The Federal Government is pushing to digitise public procurement, not as a side project, but as a serious strategy to drive growth, improve transparency, and tighten control over how contracts are handled. You can get the full report here,

 

What’s really going on behind this move

Public procurement is where government money flows the most.

Projects
Contracts
Infrastructure

And for years, that system has been slow, manual, and vulnerable to inefficiencies.

The new push is about replacing that with digital systems that track every step, from bidding to approval to execution.

 

This is bigger than just “going digital”

This isn’t about uploading documents online.

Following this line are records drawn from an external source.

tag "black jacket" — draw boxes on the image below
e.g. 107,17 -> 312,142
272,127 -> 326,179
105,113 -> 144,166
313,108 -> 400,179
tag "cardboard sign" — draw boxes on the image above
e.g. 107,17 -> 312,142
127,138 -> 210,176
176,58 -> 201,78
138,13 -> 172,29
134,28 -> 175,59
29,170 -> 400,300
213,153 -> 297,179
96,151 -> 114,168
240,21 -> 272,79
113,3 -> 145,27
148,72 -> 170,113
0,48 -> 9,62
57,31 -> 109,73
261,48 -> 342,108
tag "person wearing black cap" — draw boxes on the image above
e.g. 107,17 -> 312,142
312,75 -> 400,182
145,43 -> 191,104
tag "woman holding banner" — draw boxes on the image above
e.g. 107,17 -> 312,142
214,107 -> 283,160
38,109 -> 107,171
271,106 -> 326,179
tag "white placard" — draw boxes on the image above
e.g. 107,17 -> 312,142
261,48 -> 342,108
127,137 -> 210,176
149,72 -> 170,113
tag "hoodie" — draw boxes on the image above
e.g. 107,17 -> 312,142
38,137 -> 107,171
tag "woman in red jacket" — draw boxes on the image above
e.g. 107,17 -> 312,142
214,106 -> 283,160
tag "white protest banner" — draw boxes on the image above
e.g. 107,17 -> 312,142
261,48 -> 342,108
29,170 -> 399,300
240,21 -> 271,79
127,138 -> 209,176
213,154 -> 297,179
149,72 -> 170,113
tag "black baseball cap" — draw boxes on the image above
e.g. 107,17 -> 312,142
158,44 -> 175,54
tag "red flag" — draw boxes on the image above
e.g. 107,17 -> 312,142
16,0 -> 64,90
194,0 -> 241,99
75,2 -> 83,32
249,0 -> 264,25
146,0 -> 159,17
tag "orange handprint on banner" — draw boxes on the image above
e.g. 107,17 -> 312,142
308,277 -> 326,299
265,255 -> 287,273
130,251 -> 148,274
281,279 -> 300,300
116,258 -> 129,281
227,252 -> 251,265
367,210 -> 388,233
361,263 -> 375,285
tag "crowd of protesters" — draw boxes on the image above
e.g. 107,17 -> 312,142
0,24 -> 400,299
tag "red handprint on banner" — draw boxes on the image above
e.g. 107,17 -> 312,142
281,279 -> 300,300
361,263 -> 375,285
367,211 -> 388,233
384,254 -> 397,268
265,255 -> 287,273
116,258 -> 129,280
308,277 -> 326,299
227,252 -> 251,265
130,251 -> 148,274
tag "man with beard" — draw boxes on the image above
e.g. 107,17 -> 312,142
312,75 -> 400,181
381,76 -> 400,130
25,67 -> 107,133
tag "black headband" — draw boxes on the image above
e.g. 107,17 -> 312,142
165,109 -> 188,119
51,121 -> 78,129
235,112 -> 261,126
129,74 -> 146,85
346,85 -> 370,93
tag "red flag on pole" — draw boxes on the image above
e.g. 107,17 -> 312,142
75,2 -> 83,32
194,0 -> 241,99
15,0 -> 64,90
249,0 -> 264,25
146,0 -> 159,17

It’s about building a system where:

Every transaction is recorded
Every approval is traceable
Every contract process is visible

That level of structure makes it harder for funds to disappear unnoticed and easier to hold people accountable.

 

Why the government is taking this seriously now

Nigeria is leaning harder into digital transformation across different sectors.

From identity systems to research funding to broadband expansion, the direction is consistent.

Digitising procurement fits directly into that bigger plan to modernise how government works and improve economic efficiency.

 

Where this will hit hardest

If properly implemented, the impact won’t stay inside government offices.

It affects:

Businesses bidding for contracts
Startups trying to work with government
Vendors and service providers

A cleaner, digital system means more fairness and fewer backdoor advantages.

 

The part that will determine everything

Technology is the easy part.

The real test is whether:

  • Agencies actually adopt the system
  • Processes are enforced
  • People stop bypassing digital workflows

Without that, it becomes another platform that exists on paper but changes nothing.

 

The direction is clear

Nigeria is slowly moving away from paper-heavy, opaque systems toward something more structured and measurable.

More systems will go digital
More processes will leave trails
More decisions will be data-driven

Procurement just happens to be one of the most important places to start.